Landgoed `t Zand kent een lange geschiedenis. De huidige bossen behoorden in de Late Middeleeuwen (1551-1821) als gemeenschappelijke gronden toe aan ongeveer vijftig boeren uit de marke Hattemer. Het 375 hectare grote gebied bestond in 1650 grotendeels uit bos. De markegronden zijn tussen 1813 en 1821 verkocht aan baron Van der Heijden, heer van Baak en Doornenburg. Het bleef in eigendom van grootgrondbezitters toen in 1929 de familie Passmann van kasteel De Slangenburg (Doetinchem) het bosgebied kocht. Na een alles verwoestende bosbrand in 1934 kocht overgrootvader jonkheer Rudolf Dittlinger landgoed `t Zand.
Daarna heeft Grootvader Pieter de Fremery het landgoed van 350 hectare deels heringericht door het afwisselend aanleggen van smalle zandwegen, bospercelen, weilanden en akkers. De kronkelige zandpaden doorkruisen de naald- en loofhoutbossen. De bossen zijn goed onderhouden en hebben ruime doorkijken. Op landgoed 't Zand bevonden zich enkele gebouwen, zoals de voormalige pachtboerderijen en een dienstwoning.

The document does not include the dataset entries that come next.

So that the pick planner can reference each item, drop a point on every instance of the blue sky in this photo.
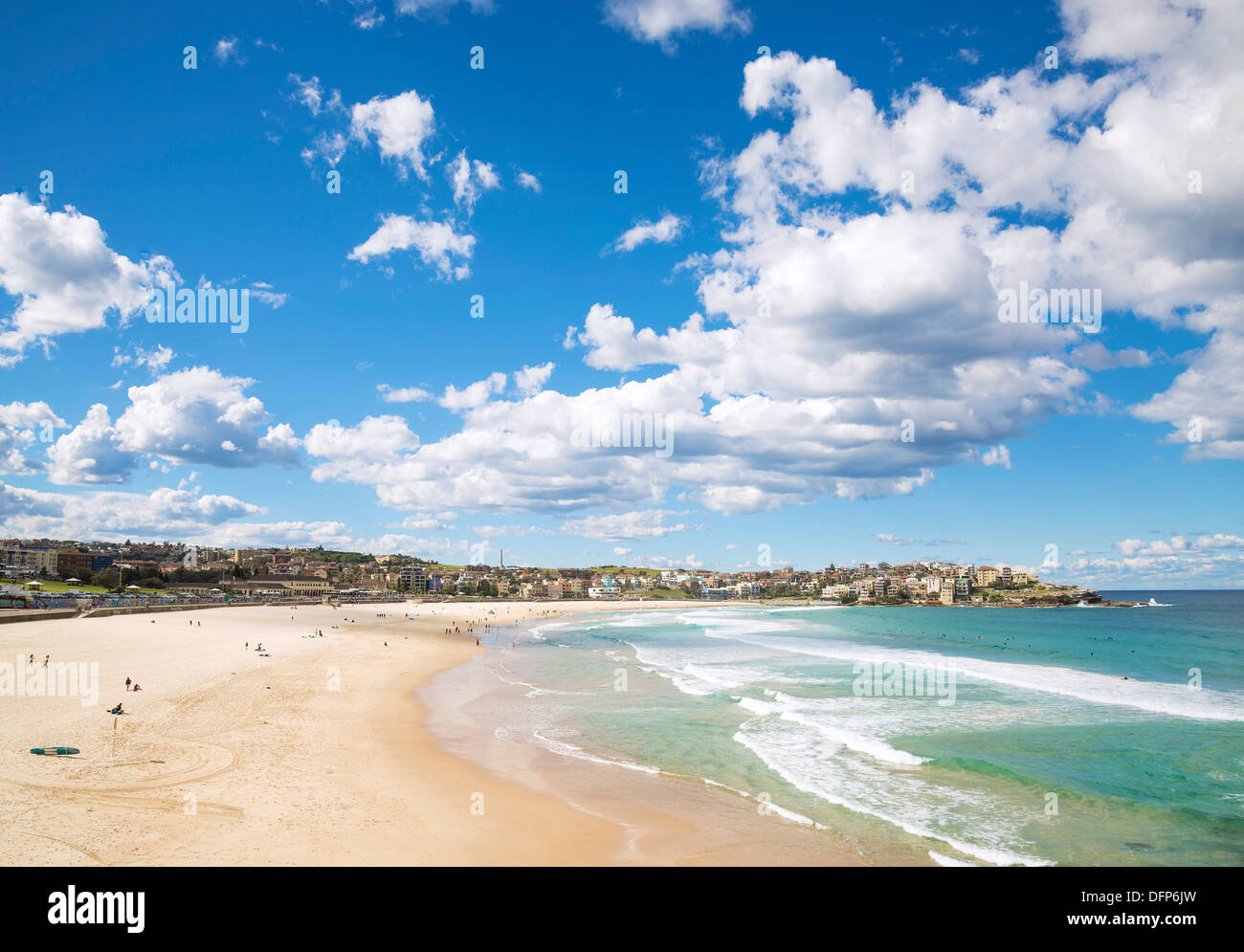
(837, 195)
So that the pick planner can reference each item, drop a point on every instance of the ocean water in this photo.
(1087, 736)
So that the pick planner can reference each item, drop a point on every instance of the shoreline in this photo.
(322, 754)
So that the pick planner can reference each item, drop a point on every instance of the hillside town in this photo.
(187, 570)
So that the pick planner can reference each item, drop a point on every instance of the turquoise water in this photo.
(1039, 736)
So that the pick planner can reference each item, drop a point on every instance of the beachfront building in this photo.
(280, 585)
(411, 579)
(17, 562)
(74, 562)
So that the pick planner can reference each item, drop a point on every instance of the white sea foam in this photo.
(538, 632)
(917, 808)
(1155, 697)
(946, 861)
(870, 745)
(807, 608)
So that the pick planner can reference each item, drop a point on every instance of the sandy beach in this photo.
(318, 754)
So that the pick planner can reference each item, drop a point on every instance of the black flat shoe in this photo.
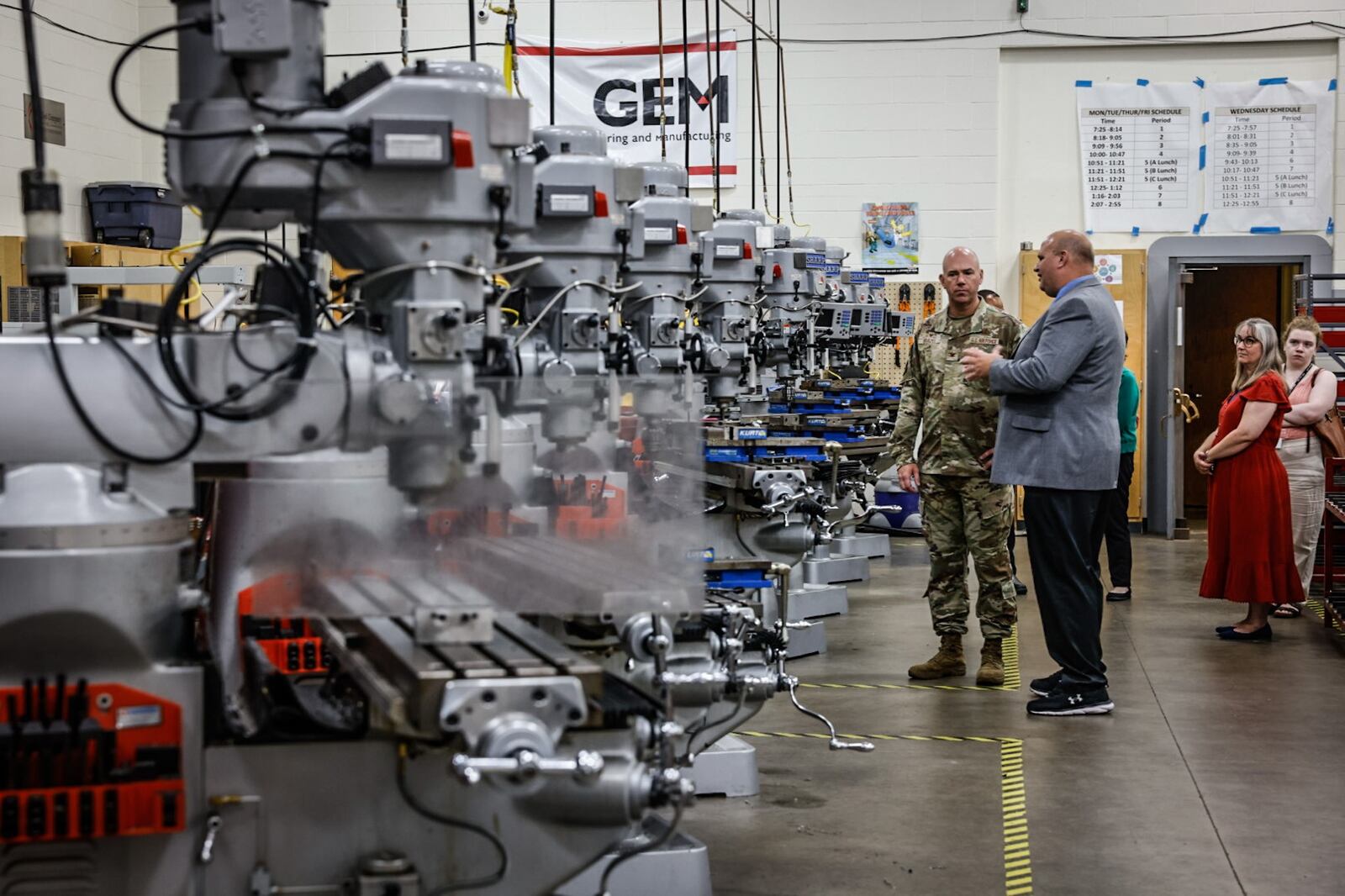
(1261, 634)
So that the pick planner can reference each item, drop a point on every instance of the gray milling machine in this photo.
(143, 774)
(347, 615)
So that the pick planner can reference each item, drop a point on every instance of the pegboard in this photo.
(919, 296)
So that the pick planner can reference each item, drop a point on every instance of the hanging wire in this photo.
(789, 155)
(753, 105)
(759, 118)
(663, 96)
(709, 104)
(685, 104)
(407, 33)
(719, 100)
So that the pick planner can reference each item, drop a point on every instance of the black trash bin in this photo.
(131, 213)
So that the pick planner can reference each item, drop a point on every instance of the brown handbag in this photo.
(1331, 432)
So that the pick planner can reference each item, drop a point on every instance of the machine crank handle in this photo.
(208, 846)
(836, 743)
(528, 764)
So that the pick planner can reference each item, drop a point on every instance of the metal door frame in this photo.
(1163, 369)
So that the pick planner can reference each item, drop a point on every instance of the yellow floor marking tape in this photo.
(1013, 795)
(1013, 678)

Ook als scoutingterrein kent het landgoed al een lange geschiedenis. Ruim voor de tweede wereldoorlog waren de eerste padvinderij kampen op het Landgoed 't Zand.
Robbert de Fremery heeft daarvoor zijn eerste padvinders kamp gehad op de nabij gelegen Boerderij de Baakse Hoeve.
In 2006 is landgoed ‘t Zand na vererving gesplitst. Een deel heet nu naar de boerderij Hoenderkamp: landgoed de Hoenderkamp en is eigendom van Hélène de Fremery.